Say what you will about her political choices, but Sarah Palin knows how to spot winners. She picked Scott Brown for U.S. Senate in Massachusetts, then supported Rick Perry over Kay Bailey Hutchison for governor of Texas. She endorsed Carly Fiorina, former CEO of Hewlett-Packard, for the Republican U.S. Senate nomination against uber-progressive California Democrat Barbara Boxer.
Palin's endorsement of Marco Rubio for U.S. Senate in Florida helped drive fickle Charlie Crist out of the GOP primary race. And it will be very interesting watching her campaign for Republican Pat Toomey over Democrat Joe Sestak in Pennsylvania's Senate race. But probably her most dramatic political choices this year have been Sharron Angle to face Harry Reid in Nevada and for Nikki Haley to be the next governor of South Carolina.
Some, myself included, have argued that Sarah Palin's one misstep was her decision to campaign for her 2008 running mate, Sen. John McCain, even though we all know why she did it. Personally, I hope former Congressman J.D. Hayworth defeats McCain for the nomination this year in Arizona, but it is unlikely the former Alaska Governor's political rising star will be dimmed either way. If McCain loses, it will be a mere blip in Palin's long string of victorious endorsements. If he wins, she will be credited with influencing enough Tea Party conservatives to put him over the top. Regardless, she will have a grateful incumbent in her corner.
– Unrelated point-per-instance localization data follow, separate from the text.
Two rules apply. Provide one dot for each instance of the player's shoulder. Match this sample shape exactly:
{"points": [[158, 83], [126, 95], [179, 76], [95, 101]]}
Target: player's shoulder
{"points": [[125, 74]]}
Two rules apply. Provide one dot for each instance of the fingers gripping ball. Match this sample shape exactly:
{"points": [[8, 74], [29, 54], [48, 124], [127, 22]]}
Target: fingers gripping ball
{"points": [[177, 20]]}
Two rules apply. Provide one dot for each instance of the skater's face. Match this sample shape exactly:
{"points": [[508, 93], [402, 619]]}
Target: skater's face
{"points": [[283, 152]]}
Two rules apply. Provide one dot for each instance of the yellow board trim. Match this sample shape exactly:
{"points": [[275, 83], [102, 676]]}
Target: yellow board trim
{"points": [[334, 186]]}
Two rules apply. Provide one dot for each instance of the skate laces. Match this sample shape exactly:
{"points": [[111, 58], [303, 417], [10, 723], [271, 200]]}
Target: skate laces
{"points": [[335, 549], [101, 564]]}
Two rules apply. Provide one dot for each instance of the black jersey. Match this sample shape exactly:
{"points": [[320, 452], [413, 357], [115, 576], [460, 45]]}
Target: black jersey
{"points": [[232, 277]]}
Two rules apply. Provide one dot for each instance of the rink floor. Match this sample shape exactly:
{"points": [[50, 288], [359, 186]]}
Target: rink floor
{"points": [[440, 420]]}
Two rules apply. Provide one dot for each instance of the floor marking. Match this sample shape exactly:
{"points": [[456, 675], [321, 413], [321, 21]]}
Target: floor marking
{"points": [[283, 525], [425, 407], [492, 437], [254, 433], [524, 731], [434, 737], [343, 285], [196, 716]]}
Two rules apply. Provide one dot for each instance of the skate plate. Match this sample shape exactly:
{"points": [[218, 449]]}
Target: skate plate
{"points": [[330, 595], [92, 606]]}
Palin is building a stack of political markers that will become golden chits in 2012. If she is running for president, she is doing it the old fashioned way, the way Richard Nixon and Ronald Reagan did it in 1968 and 1980, respectively. After his razor-thin defeat for the presidency in 1960, Nixon followed up with his embarrassing loss for governor of California in 1962. It was after that race that he told us we "wouldn't have Dick Nixon to kick around anymore."
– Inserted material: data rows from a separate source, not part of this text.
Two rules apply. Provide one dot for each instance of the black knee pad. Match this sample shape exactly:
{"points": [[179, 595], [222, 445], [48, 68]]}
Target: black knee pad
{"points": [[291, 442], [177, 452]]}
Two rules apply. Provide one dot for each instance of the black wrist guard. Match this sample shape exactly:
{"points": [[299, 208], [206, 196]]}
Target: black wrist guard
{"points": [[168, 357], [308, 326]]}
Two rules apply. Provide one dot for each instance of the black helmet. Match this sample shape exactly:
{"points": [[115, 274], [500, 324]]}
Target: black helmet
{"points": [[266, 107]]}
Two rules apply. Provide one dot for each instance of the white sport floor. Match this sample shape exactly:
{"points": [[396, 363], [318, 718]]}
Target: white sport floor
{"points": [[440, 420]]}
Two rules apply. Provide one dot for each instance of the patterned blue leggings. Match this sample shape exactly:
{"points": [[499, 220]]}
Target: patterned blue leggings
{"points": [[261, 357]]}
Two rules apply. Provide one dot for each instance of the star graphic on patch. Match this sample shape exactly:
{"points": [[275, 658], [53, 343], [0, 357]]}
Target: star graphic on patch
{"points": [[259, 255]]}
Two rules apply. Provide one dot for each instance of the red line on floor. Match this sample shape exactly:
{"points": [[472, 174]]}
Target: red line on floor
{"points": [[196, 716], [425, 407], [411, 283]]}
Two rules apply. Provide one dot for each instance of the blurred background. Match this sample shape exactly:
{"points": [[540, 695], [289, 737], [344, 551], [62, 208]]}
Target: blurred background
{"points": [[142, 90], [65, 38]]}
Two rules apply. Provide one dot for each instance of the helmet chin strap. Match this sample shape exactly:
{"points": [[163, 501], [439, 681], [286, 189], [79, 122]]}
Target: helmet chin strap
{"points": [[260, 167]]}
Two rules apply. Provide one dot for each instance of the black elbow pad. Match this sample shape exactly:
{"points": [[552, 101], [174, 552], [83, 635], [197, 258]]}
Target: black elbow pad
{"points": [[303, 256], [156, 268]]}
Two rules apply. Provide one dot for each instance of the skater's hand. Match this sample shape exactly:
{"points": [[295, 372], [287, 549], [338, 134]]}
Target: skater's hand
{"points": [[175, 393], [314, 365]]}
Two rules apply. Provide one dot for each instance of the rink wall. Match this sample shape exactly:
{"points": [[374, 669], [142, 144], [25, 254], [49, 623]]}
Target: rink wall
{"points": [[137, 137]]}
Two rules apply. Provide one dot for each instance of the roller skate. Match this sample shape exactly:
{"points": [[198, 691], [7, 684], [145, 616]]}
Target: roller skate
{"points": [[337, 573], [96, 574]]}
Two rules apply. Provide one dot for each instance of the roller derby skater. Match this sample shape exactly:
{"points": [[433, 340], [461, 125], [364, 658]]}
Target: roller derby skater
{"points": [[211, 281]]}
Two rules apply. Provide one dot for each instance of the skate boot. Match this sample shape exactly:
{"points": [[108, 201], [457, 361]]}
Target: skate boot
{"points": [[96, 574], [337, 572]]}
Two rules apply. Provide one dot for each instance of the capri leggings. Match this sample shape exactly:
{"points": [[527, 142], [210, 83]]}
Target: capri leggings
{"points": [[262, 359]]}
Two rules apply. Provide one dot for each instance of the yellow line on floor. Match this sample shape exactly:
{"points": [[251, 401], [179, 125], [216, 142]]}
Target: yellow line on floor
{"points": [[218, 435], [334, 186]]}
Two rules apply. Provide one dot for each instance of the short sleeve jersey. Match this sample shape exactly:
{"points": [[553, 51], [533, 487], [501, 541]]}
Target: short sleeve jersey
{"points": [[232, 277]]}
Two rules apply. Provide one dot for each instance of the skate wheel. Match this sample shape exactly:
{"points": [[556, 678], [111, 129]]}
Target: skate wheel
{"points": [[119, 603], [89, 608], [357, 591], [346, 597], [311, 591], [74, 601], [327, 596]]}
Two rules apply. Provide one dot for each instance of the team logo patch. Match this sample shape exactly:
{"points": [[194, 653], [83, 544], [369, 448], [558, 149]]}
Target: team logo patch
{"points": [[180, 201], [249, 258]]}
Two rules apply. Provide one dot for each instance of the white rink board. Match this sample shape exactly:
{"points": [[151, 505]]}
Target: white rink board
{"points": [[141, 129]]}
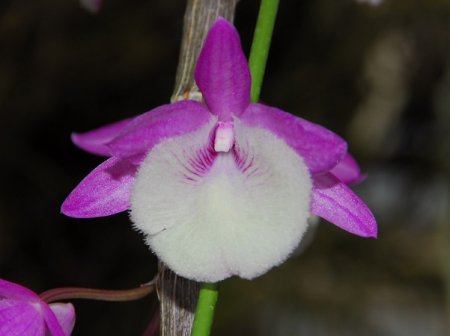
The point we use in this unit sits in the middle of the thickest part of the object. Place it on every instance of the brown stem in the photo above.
(178, 296)
(69, 293)
(198, 18)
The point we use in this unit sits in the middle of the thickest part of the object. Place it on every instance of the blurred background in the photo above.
(377, 75)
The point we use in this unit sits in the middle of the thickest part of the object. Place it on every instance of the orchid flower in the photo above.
(22, 312)
(222, 187)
Six years later, he was elected President of the United States. From 1964, in the aftermath of Barry Goldwater's trouncing at the hands of Lyndon Johnson, until 1968, when he once again claimed the Republican presidential nomination, Richard Nixon campaigned relentlessly, from coast to coast, for GOP gubernatorial and congressional candidates. In the process, he helped a lot of hopefuls win public office. This translated into the grateful support of a lot of newly elected officials at the 1968 Republican Convention.
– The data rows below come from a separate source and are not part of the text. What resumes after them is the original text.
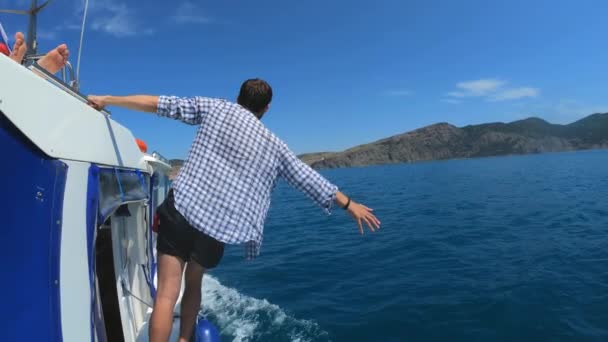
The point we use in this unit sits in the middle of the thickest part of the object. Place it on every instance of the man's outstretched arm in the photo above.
(140, 103)
(320, 190)
(187, 109)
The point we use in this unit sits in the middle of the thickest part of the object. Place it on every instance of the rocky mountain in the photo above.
(445, 141)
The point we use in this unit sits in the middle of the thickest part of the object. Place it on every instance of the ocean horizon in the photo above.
(502, 249)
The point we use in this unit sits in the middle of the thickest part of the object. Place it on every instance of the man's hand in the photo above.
(97, 102)
(362, 214)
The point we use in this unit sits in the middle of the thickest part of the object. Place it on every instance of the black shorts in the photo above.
(178, 238)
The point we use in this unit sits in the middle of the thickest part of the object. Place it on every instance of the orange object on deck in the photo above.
(142, 145)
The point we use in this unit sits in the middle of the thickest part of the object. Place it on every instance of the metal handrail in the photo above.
(61, 84)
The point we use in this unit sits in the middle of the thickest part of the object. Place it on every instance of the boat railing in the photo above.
(70, 87)
(160, 157)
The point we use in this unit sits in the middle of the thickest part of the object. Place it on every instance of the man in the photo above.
(222, 193)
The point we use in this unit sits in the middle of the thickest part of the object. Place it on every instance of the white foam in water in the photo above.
(247, 318)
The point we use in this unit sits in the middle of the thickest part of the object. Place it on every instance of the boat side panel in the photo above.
(61, 125)
(31, 210)
(75, 281)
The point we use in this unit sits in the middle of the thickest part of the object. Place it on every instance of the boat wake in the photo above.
(245, 318)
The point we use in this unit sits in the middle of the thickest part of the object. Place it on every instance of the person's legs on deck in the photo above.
(170, 270)
(191, 300)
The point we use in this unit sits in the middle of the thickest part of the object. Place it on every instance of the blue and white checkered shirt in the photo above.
(225, 185)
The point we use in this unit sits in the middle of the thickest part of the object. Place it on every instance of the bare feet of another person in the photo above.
(55, 59)
(52, 62)
(19, 49)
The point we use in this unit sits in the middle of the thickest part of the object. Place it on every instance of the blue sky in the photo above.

After serving two terms as governor of California and then challenging accidental President Gerald Ford in 1976, Ronald Reagan spent the next three years raising money and campaigning for Republican candidates around the country. By 1980, despite a full stable of other GOP candidates, Reagan was the favorite among conservatives, who by then had taken control of the Republican Party.
Despite yammering liberal pundits cackling about Sarah Palin's alleged lack of intelligence and qualifications, she may yet have the last laugh. She has written a best-selling book, commands six figure speaking fees, and is building up a lot of good will within the party.
But there is another reason Sarah Palin may yet emerge as the most likely candidate to win the 2012 GOP presidential nomination. The disastrous manner in which Obama and company are handling the Gulf oil spill, combined with the extremely unpopular environmental regulations they are trying to implement as a result, could very well open the door for a rival who knows a thing or two about energy policy.
The fact is that Barack Obama has never run so much as a cash register at a convenience store, and he has surrounded himself with similarly ignorant eggheads, thus making him extremely vulnerable to a challenge from someone who has, in fact, not only run a large state but also has had vast experience negotiating tough deals with oil company executives. That someone is Sarah Palin. As one of the most knowledgeable public figures in the country on the issue of energy policy, Palin can take the conservative message right into the center of the storm.